試合の立ち上がりは、互角だったが、攻撃の質で勝る1stチームは、前半17分に右DF内田陽介(3年)のクロスをMF安斎颯馬(3年)がボレーで狙い、ポストをたたくチャンスを創出。さらに21分、FW名須川真光(2年)のポストプレーからU-17日本代表MF松木玖生(2年)が安斎とのワンツーを狙うと、安斎が相手に引っかけてしまったボールを自ら回収してシュート。2ndのGK沼田晃季(2年)がブロックしたが、雨で滑ったボールが脇をすり抜けてネットを揺らし、先制点となった。
さすが1stチームと思わされる先制点だったが、むしろ前半は、2ndチームのペースだった。DF三輪椋平(2年)、DF多久島良紀(1年)の下級生CBコンビが空中戦で名須川を完封。ボールを奪うと、右DF藤田夏寿丸(3年)のアーリークロス、右MF藤森颯太(2年)の仕掛け、トップ下の本田真斗(2年)のアイディアで素早く反撃。前半36分には藤森のFKから多久島がヘディングシュート。さらに、MF鈴木遼(3年)のパスから本田がドリブルシュートを放つなど、相手より多くゴールに迫った。
この展開に1stチームは、しっかりと対応。ハーフタイムで戦い方を変え、一気に試合の主導権を奪い取った。相手CBに跳ね返され続けたロングパスを止めて、地上戦に変化。MF宇野禅斗(2年)の鮮やかなゲームメイクで左右に振りながら前進すると、2ndチームは守備のプレッシャーラインに迷いが生まれた。2ndチームの2ボランチの一角を務めた鈴木は「前半は早く敵陣に攻めてラインを上げてハイプレスができていたけど、間延びしてしまい、前から行くか、後ろに引くかが中途半端になってバイタルエリアを使われた」と悔しがった。
1stチームはポゼッションに切り替えただけでなく、主将で浦和に加入が内定しているU-19日本代表候補DF藤原優大(3年)は「明らかに球際で負けて、セカンドボールを取られていた。このままでは、絶対にやられるぞという話をした」と話したとおり、素早い守備への切り替えも強化。後半2分、松木が左からクロスを上げると、右MF仙石大弥(3年)がボレー。後半10分、DFタビナス・ポール・ビスマルク(3年)の対角フィードを仙石が中央へつなぎ、相手GKがニアサイドへ出てきたところで松木がクロス。フリーで飛び込んだ左MF小原由敬(2年)がシュートを放ったが、2ndチームは右DF藤田が無人のゴールをカバーし、追加点を許さない。

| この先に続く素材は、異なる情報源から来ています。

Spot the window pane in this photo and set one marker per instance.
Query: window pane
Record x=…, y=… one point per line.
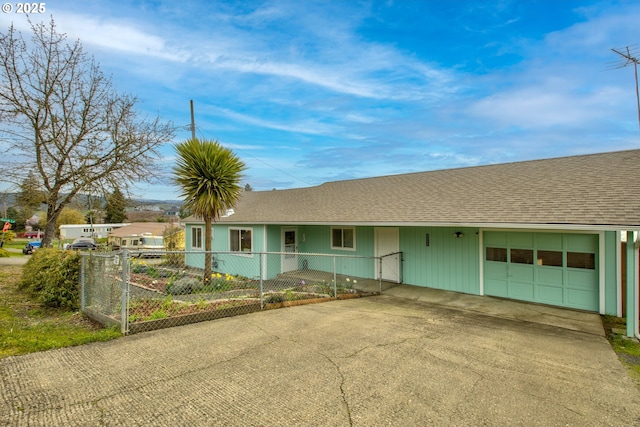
x=196, y=237
x=522, y=256
x=497, y=254
x=336, y=238
x=581, y=260
x=551, y=258
x=347, y=238
x=245, y=240
x=234, y=240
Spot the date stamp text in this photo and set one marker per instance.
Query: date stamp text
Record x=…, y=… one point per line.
x=24, y=7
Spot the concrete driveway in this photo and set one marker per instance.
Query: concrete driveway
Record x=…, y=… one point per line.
x=386, y=360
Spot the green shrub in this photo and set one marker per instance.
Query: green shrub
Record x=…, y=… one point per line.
x=183, y=286
x=53, y=275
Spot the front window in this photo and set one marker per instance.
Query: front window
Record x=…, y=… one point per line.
x=343, y=238
x=196, y=238
x=240, y=240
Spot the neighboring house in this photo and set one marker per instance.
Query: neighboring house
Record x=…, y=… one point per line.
x=131, y=236
x=545, y=231
x=96, y=231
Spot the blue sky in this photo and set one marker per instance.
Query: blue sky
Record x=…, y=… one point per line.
x=307, y=92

その後も1stチームが攻め立てたが、1点差でしのぐ2ndチームも虎視眈々と好機を狙った。後半29分、相手のプレスが緩んだ隙に攻撃参加した左DF山本航大(3年)のクロスに鈴木が飛び込んだが、シュートは惜しくもクロスバーを越えた。そして試合終盤、1stチームは再び役者が仕事をした。アディショナルタイム、松木が蹴った右CKを「やっぱり、1点差では相手に勢いが出る。とどめを刺したかった」と話した藤原がヘッド。走り込むコースより大きく飛んできたボールにアジャストし、折り返し方向へたたきつけた技ありヘッドでダメ押しの2点目を奪い、1stチームの格を示した。

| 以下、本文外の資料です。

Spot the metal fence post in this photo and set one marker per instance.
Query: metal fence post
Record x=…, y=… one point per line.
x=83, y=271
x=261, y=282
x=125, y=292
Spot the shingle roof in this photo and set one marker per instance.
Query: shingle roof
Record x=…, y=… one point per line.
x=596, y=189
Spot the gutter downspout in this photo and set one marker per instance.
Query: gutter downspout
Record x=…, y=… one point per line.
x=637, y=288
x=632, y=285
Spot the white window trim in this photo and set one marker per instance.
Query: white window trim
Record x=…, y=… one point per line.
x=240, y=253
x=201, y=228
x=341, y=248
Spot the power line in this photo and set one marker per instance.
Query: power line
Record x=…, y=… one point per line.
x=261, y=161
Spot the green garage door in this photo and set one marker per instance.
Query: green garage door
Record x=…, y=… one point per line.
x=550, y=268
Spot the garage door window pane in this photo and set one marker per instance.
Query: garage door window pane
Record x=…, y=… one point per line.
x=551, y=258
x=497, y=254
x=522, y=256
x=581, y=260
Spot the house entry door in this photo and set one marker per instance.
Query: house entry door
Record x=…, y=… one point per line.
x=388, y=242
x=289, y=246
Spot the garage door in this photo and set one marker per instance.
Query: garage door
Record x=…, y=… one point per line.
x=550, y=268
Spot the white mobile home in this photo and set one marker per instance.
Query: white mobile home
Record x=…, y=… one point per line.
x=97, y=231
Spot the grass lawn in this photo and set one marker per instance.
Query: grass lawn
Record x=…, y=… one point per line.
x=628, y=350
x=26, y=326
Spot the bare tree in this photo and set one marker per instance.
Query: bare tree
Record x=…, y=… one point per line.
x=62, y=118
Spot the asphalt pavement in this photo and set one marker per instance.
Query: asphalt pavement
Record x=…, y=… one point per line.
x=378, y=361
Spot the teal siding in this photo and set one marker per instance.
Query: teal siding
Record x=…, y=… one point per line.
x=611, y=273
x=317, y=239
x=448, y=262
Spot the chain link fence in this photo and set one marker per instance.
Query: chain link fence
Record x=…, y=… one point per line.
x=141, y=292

コロナ禍で公式戦が長く行われず、スーパープリンスリーグ東北が8月末に開幕し、約1か月の短い戦いが幕を閉じたが、青森山田が目指すタイトルは、この先にある。17日には、第99回全国高校選手権の青森県大会が開幕。シードの青森山田は10月24日に初戦を迎える。昨季は、全国大会で準優勝。惜しくも連覇を逃した。昨季から主力として活躍し、決勝戦で得点も挙げた藤原は「今年のチームは、公式戦でも練習試合でも1回も負けていない。すごく、チームに自信はある。ただ、そんなチームでも1つ落としてしまうのが選手権だと思うので、もう1回引き締める必要がある。1年間、負けなしのチームを作ろうと思っている」と意気込みを語った。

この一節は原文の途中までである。